Node-specific configurations
130nm (Sky130) — first silicon
L0: 16 cores, 4×4 mesh, 16 KB SRAM/core L1: 6 clusters, 6×6 crossbar L2: 6 tiles, 6×6 crossbar + Seal Core 16 × 6 × 6 = 576 Rich Cores Total SRAM: 9 MB
This is the "small CFPU" — the first real silicon, where the full hierarchy and the Seal Core are already present, just at smaller scale. The RTL is identical to later chips.
28nm — commercial target
L0: 16 cores, 4×4 mesh, 64 KB SRAM/core L1: 6 clusters, 6×6 crossbar L2: 6 tiles, 6×6 crossbar L3: 6 regions, 6×6 crossbar + Seal Core 16 × 6 × 6 × 6 = 3,456 Rich Cores Total SRAM: 216 MB
7nm — high performance
L0: 16 cores, 4×4 mesh, 256 KB SRAM/core L1: 8 clusters, 8×8 crossbar L2: 8 tiles, 8×8 crossbar L3: 8 regions, 8×8 crossbar + Seal Core 16 × 8 × 8 × 8 = 8,192 Rich Cores Total SRAM: 2 GB
5nm — target configuration
L0: 16 cores, 4×4 mesh, 256 KB SRAM/core L1: 8 clusters, 8×8 crossbar L2: 8 tiles, 8×8 crossbar L3: 10 regions, 10×10 crossbar + Seal Core 16 × 8 × 8 × 10 = 10,240 Rich Core Total SRAM: 2.5 GB (On 1,400 mm² die: 18 regions, 18,432 cores, 4.5/9.2 GB SRAM)
Latency remains constant
Worst-case latency ranges from ~85 to ~171 cycles depending on the node, hierarchy depth, and payload size. At 5nm, the cross-region worst case is ~171 cycles (~342 ns @ 500 MHz, 128B payload); typical small messages (~48B) complete in ~93 cycles (~186 ns). For context: this is competitive with software actor messaging (Erlang/BEAM: ~0.5–2 µs).

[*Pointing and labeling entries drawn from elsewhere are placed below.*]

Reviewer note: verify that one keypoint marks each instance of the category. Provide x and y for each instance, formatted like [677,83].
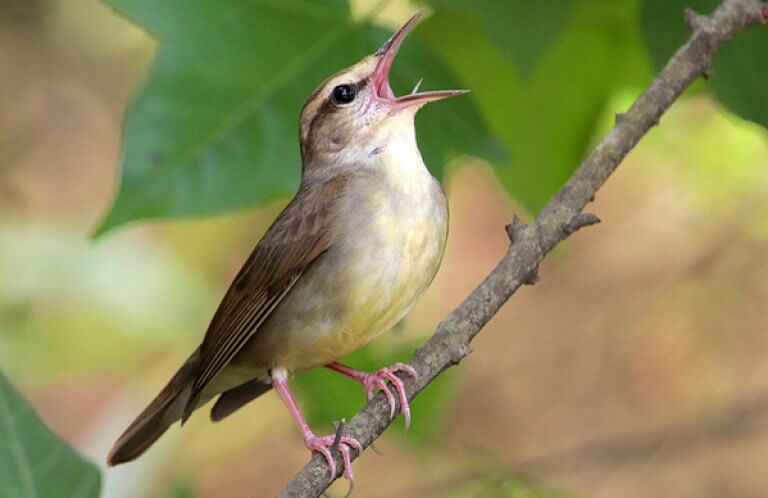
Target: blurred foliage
[546,116]
[501,485]
[739,76]
[35,462]
[181,489]
[330,396]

| Node | Core count (800 mm²) | SRAM/core | Levels | L0 cluster size | Worst-case latency (128B) | Typical (48B) |
|---|---|---|---|---|---|---|
| 130nm | 576 | 16 KB | 2 | ~5.3 mm | ~85 cyc | ~38 cyc |
| 28nm | 3,456 | 64 KB | 3 | ~2.7 mm | ~120 cyc | ~68 cyc |
| 7nm | 8,192 | 256 KB | 4 | ~1.4 mm | ~171 cyc | ~93 cyc |
| 5nm | 10,240 | 256 KB | 4 | ~1.1 mm | ~171 cyc | ~93 cyc |
The Seal Core always at the center
Regardless of node or core count, the Seal Core is always at the geometric center of the chip — co-located with the L3 crossbar. This is a communication topology decision: the star center minimizes maximum wire length to any region, and all cross-region traffic naturally passes through it — enabling security inspection without extra routing.
In every chip variant, from 576 cores to 10,000+, the same network architecture: the Seal Core sees all cross-region traffic by design.
Open Source
The entire design process, the scaling model, and the parameterizable RTL are publicly available.
The CFPU is not a chip — it is a chip family. One RTL that grows with the technology, from the 130nm first silicon to the 5nm 10,000+ core target configuration.